Вскоре аномалия разъяснилась. В поисках серебра для мишени Марсден одолжился монетой у молодого рисёрч-стьюдента из России — Георгия Антонова. Тот сказал, что русское разменное серебро химически беспримесней британского. Это было верно. Но Антонов не подумал, что его экзотическая монета, прошедшая через множество любопытствующих рук и звеневшая на всех лабораторных столах, могла сделаться в Манчестере радиоактивной. И Марсден об этом не подумал. А монета сама излучала! Повторилась старая история, уже многократно знакомая Резерфорду.
Но все это — и радость первооткрытия, и кружение головы, и победу над тщеславием — знавали молодые и немолодые физики во все времена во всех лабораториях. А была в марсденовском ликовании еще и особая черта — редкостная, клановая. Она отчасти объясняет стремительность успехов резерфордовской школы.
Другой манчестерский юнец той поры, Гарольд Робинзон, рассказал, как однажды под вечер, уходя из лаборатории, Резерфорд ненароком бросил идею одной экспериментальной работы. Для нее нужны были источник радиации, свинцовые мишени, магнитный спектрограф и свободные руки. Уже в дверях Резерфорд добавил, что как-нибудь в будущем они обязательно проведут заманчивый опыт. И ушел.

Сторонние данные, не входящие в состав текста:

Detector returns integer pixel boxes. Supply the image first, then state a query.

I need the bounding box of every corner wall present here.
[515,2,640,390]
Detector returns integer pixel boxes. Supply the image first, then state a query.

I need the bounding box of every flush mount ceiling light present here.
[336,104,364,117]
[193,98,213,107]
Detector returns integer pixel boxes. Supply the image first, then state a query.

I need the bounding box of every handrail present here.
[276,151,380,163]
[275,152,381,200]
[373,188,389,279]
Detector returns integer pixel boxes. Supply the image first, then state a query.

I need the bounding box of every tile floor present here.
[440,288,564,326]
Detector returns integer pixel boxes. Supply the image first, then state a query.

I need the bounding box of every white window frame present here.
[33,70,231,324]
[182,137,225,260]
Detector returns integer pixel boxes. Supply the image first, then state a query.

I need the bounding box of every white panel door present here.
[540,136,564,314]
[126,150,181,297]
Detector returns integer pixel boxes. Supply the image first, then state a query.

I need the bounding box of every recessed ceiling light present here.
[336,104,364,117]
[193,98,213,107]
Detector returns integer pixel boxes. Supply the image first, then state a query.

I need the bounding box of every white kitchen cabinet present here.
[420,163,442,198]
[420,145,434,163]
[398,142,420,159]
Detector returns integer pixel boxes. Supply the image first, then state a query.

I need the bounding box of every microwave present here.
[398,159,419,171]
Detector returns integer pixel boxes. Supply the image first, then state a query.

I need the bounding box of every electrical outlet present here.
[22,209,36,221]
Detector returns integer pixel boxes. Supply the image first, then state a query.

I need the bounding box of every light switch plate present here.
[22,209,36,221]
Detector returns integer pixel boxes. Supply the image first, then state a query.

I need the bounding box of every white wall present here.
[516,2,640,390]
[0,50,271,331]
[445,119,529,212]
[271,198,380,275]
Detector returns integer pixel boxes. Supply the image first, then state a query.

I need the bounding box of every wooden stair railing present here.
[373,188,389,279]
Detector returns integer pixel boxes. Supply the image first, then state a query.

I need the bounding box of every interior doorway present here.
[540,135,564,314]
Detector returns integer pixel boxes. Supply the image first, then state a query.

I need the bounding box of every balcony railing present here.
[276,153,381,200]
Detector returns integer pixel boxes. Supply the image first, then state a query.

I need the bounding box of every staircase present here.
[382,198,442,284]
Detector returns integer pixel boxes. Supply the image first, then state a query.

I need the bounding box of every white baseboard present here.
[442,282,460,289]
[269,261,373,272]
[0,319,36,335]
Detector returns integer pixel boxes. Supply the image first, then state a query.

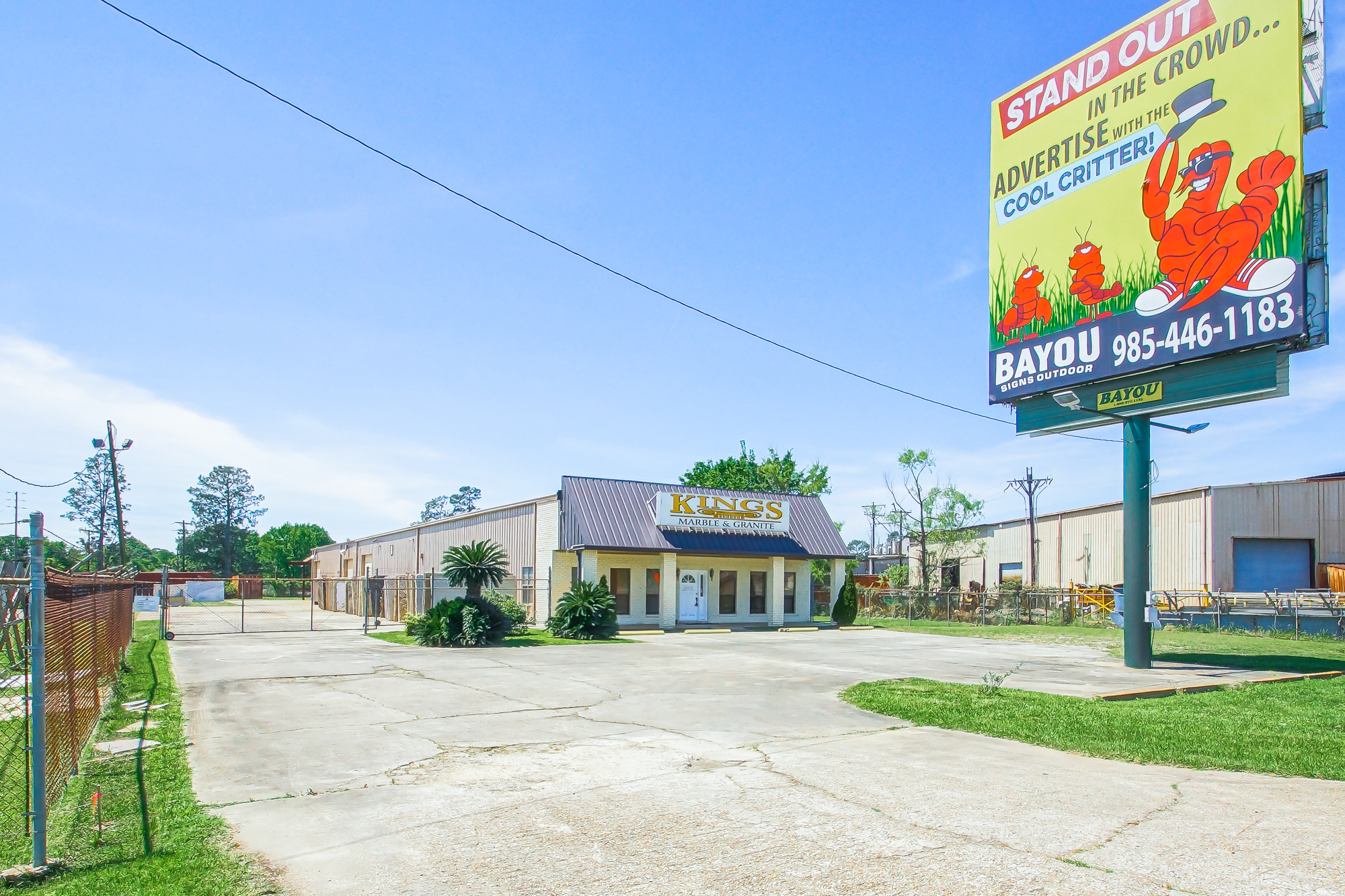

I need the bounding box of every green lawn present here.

Едва затихли в коридоре его шаги, как Робинзон побежал к коллегам за подходящим излучателем — «только до утра, клянусь честью!». Пригодную для дела установку, оставшуюся от других опытов и, к счастью, не до конца демонтированную, нетрудно было привести в порядок. Мишени лежали под рукой. Впереди маячил долгий вечер. И в запасе была ночь!.. Когда наступило утро, Робинзон уже владел первой серией фотографий желанных магнитных спектров. Теперь ему казалось, что часы идут дурацки медленно и никогда не пробьют девять!..
Через тридцать с лишним лет он говорил:
Я еще живо помню то нетерпение, с каким ждал его прихода; и с тех пор пребываю в совершенной уверенности, что мне точно известны чувства фокстерьера, поймавшего мышь, который приносит ее в дом и кладет на ковер в гостиной, как жертвоприношение своему домашнему богу.
«Фокстерьер» был ростом выше шефа — 190 сантиметров. Был он осмотрителен в движеньях и сдержан в словах. И другими свойствами своего мягкого характера отнюдь не походил на Резерфорда. Так, может быть, его поступок был просто актом угодничества перед шефом? Да нет, для такого скверного подозрения нет ни малейшего основания; по свидетельству Андраде, Робинзон чрезвычайно нравился Резерфорду и был одним из близких его друзей-учеников. Иные чувства двигали молодым манчестерцем. Прекраснодушно прозвучит: «Ему хотелось доставить удовольствие учителю». А между тем это так.